El encuentro reunió a representantes del ámbito legal, inmobiliario, financiero, económico y emprendedor para analizar el creciente interés del capital español por el país caribeño.
La actividad, reseña el diario La Razón, fue organizada por Fuster-Fabra Abogados y RE/MAX Action, y contó con la participación de Fernando Fuster-Fabra, socio del Departamento Patrimonial de Fuster-Fabra Abogados; Luis Diéguez, bróker y CEO de RE/MAX Action; José de la Morena, jefe de Economía de OK Diario; Simón Planas, ejecutivo de negocios de Banreservas; y los emprendedores Iván y Emilio Martínez, fundadores de Universo Beta.
Un país bajo la mirada de los inversores españoles
Durante el encuentro, los panelistas coincidieron en que República Dominicana atraviesa un momento de alta visibilidad económica, impulsado por el crecimiento sostenido de su producto interno bruto, el dinamismo del turismo, el auge inmobiliario y el incremento de la inversión extranjera directa. En la conversación se destacó que el país ha mantenido durante décadas un crecimiento cercano al 5 % y que en 2024 la inversión extranjera directa superó los 4,500 millones de dólares.

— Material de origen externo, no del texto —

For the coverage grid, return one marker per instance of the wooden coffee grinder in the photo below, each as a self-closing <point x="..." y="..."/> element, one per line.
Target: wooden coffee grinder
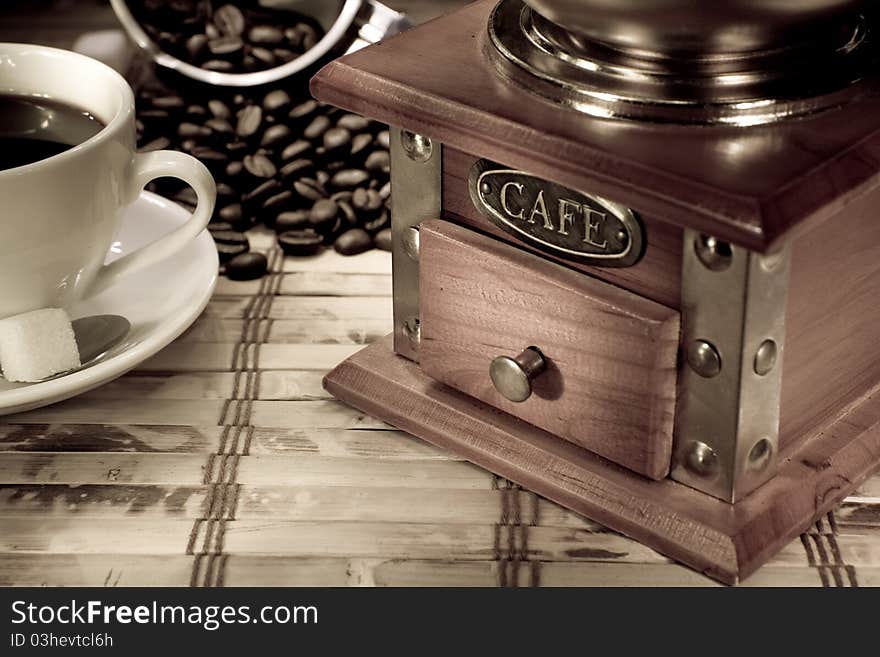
<point x="636" y="257"/>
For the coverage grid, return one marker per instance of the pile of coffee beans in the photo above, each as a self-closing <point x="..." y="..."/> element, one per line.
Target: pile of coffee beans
<point x="315" y="174"/>
<point x="233" y="38"/>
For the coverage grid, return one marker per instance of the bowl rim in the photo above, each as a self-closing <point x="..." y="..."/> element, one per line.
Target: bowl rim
<point x="347" y="15"/>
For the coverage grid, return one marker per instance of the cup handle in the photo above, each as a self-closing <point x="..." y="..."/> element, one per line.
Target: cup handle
<point x="148" y="166"/>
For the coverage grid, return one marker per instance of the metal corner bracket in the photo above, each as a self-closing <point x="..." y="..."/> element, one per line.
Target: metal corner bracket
<point x="733" y="304"/>
<point x="416" y="183"/>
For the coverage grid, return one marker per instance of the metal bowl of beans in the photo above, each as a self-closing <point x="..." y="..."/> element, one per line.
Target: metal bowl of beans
<point x="697" y="27"/>
<point x="251" y="42"/>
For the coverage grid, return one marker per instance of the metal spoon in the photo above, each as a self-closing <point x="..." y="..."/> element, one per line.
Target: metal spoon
<point x="95" y="336"/>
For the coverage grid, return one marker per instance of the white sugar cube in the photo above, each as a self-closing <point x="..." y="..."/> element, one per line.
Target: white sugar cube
<point x="37" y="344"/>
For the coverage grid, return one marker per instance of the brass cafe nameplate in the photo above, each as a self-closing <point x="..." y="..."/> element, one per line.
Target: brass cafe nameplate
<point x="559" y="221"/>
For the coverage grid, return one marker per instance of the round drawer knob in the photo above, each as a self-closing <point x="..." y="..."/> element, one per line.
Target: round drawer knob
<point x="513" y="377"/>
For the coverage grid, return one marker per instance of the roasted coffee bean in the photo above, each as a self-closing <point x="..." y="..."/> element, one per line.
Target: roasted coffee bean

José de la Morena situó el fenómeno dominicano dentro del mapa económico internacional al señalar que lo que ocurre en el país “no es coyuntural, es estructural”. A su juicio, República Dominicana ha logrado posicionarse como uno de los mercados emergentes más atractivos para la inversión, aunque todavía sin el nivel de atención pública que reciben otros destinos internacionales.
El debate también abordó el crecimiento de la inversión española en República Dominicana. Según se expuso en el encuentro, el capital procedente de España se ha incrementado más de un 200 % en cinco años, hasta superar los 1,100 millones de dólares. Para los participantes, este aumento refleja una combinación de factores: estabilidad, conectividad, oportunidades inmobiliarias, expansión turística y búsqueda de nuevas plazas de rentabilidad.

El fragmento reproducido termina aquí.